None of that was true—in reality, it was the opposite of the truth. But not a single reporter had called her father to ask his side of the story. Not one. Behind Rick Diehl stood Jack Watson, the famous philanthropist. The media assumed that Watson was the good guy, and therefore her father was the bad guy. Once that version of the morality play appeared in the New York Times (written by the local entertainment reporter), everybody else fell into line. There was a huge "me, too" piece in the L.A. Times, trying to outdo the New York version in vilifying her father. And the local news shows kept up a daily drumbeat about the man who wanted to halt medical progress, the man who dared criticize UCLA, that renowned center of learning, the great hometown university. A half-dozen cameras followed her and her father whenever they walked up the courthouse steps.
Their own efforts to get the story out had been singularly unsuccessful. Her father's hired media advisor was competent enough, but no match for Jack Watson's well-oiled, well-financed machine.
Of course, members of the jury would have seen some of the coverage. And the impact of the coverage was to put added pressure on her father not merely to tell his story, but also to redeem himself, to contradict the damage already done to him by the press, before he ever got to the witness stand.
Her father's attorney stood and began his questions. "Mr. Burnet, let me take you back to the month of June, some eight years ago. What were you doing at that time?"
"I was working construction," her father said, in a firm voice. "Supervising all the welding on the Calgary natural gas pipeline."
"And when did you first suspect you were ill?"
"I started waking up in the night. Soaking wet, drenched."
"You had a fever?"
"I thought so."
"You consulted a doctor?"
"Not for a while," he said. "I thought I had the flu or something. But the sweats never stopped. After a month, I started to feel very weak. Then I went to the doctor."
"And what did the doctor tell you?"
"He said I had a growth in my abdomen. And he referred me to the most eminent specialist on the West Coast. A professor at UCLA Medical Center, in Los Angeles."
"Who was that specialist?"
"Dr. Michael Gross. Over there." Her father pointed to the defendant, sitting at the next table. Alex did not look over. She kept her gaze on her father.
"And were you subsequently examined by Dr. Gross?"
"Yes, I was."
"He conducted a physical exam?"
"Did he do any tests at that time?"
"Yes. He took blood and he did X-rays and a CAT scan of my entire body. And he took a biopsy of my bone marrow."
"How was that done, Mr. Burnet?"
"He stuck a needle in my hipbone, right here. The needle punches through the bone and into the marrow. They suck out the marrow and analyze it."
"And after these tests were concluded, did he tell you his diagnosis?"
"Yes. He said I had acute T-cell lymphoblastic leukemia."
"What did you understand that disease to be?"
"Cancer of the bone marrow."
"Did he propose treatment?"
"Yes. Surgery and then chemotherapy."
"And did he tell you your prognosis? What the outcome of this disease was likely to be?"
"He said that it wasn't good."
"Was he more specific?"
"He said, probably less than a year."
"Did you subsequently get a second opinion from another doctor?"
"Yes, I did."
"With what result?"
"My diagnosis was . . . he, uh . . . he confirmed the diagnosis." Her father paused, bit his lip, fighting emotion. Alex was surprised. He was usually tough and unemotional.
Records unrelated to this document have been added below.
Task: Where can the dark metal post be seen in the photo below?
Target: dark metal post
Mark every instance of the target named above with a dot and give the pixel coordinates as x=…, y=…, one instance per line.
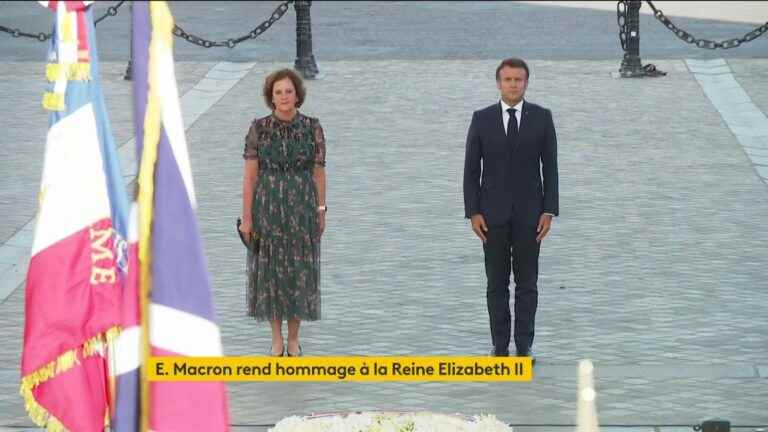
x=631, y=65
x=129, y=70
x=305, y=60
She felt a twinge of concern for him, even though she knew this moment would help his case. "I was scared, really scared," her father said. "They all told me . . . I didn't have long to live." He lowered his head.
The courtroom was silent.
"Mr. Burnet, would you like some water?"
"No. I'm fine." He raised his head, passed his hand across his forehead. "Please continue when you're ready."
"I got a third opinion, too. And everybody said to me that Dr. Gross was the best doctor for this disease."